Faut-il baisser la température du spa la nuit ? Le guide complet pour économiser sans perdre en confort
Oui, baissez la consigne de 2 à 4 °C la nuit, sans jamais éteindre votre spa.
- Eau stabilisée entre 30 et 32 °C entre deux séances.
- Chaque degré en moins = jusqu’à 5 % d’économie d’énergie.
- Extinction totale : seulement vidange, hivernage ou absence + de 7 jours.
- Couper le spa annule les économies : pic de consommation au redémarrage.
- Filtration indispensable : 12 à 16 heures par jour pour une eau saine.
- Maintien à pleine température justifié si usage ≥ 3 fois par semaine.
Faut-il baisser ou éteindre la température du spa la nuit ?
Baisser de quelques degrés est la solution optimale, mais éteindre complètement la nuit est une mauvaise idée. Un spa a besoin d’une filtration de 12 à 16 heures par jour pour garder une eau saine. À l’arrêt, les bactéries se développent et le redémarrage provoque un pic de consommation qui annule souvent les économies espérées.

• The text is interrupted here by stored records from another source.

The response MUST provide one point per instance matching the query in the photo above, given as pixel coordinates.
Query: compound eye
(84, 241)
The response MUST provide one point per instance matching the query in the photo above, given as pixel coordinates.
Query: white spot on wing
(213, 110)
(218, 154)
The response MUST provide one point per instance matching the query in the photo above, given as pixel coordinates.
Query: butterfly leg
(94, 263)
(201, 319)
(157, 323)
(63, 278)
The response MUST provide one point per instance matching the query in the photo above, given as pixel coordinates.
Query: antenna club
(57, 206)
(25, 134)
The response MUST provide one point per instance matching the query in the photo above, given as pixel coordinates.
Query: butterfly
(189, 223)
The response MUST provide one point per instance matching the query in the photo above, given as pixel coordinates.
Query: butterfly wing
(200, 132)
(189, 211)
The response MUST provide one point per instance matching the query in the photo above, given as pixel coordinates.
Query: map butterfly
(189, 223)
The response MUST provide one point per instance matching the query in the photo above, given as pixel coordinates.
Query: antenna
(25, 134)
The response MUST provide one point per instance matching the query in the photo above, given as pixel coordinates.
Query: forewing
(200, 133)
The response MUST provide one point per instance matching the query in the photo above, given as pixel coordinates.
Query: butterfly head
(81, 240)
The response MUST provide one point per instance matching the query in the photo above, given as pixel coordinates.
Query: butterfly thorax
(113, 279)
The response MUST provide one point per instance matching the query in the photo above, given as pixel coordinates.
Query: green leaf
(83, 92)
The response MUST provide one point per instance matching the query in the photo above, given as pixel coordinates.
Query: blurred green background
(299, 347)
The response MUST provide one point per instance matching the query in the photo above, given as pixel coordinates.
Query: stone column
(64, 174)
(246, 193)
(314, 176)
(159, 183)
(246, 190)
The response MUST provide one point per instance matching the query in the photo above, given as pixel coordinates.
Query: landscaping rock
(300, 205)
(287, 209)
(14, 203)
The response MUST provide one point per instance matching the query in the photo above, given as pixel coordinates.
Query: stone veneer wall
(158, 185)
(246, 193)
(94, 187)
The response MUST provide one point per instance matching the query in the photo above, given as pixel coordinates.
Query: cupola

La bonne approche consiste à abaisser la consigne de 2 à 4 °C, soit une eau stabilisée autour de 30 à 32 °C entre deux séances. Chaque degré en moins représente jusqu’à 5 % d’économie d’énergie. Le maintien à température pleine ne se justifie qu’en cas d’usage ≥ 3 fois par semaine.
L’extinction totale ne se justifie que dans trois cas : vidange du spa, hivernage ou absence de plus de 7 jours. Le reste du temps, mieux vaut une baisse nocturne programmable qu’une coupure qui met 1 heure à remonter en température au réveil.
Quelle est la température idéale d’un spa ?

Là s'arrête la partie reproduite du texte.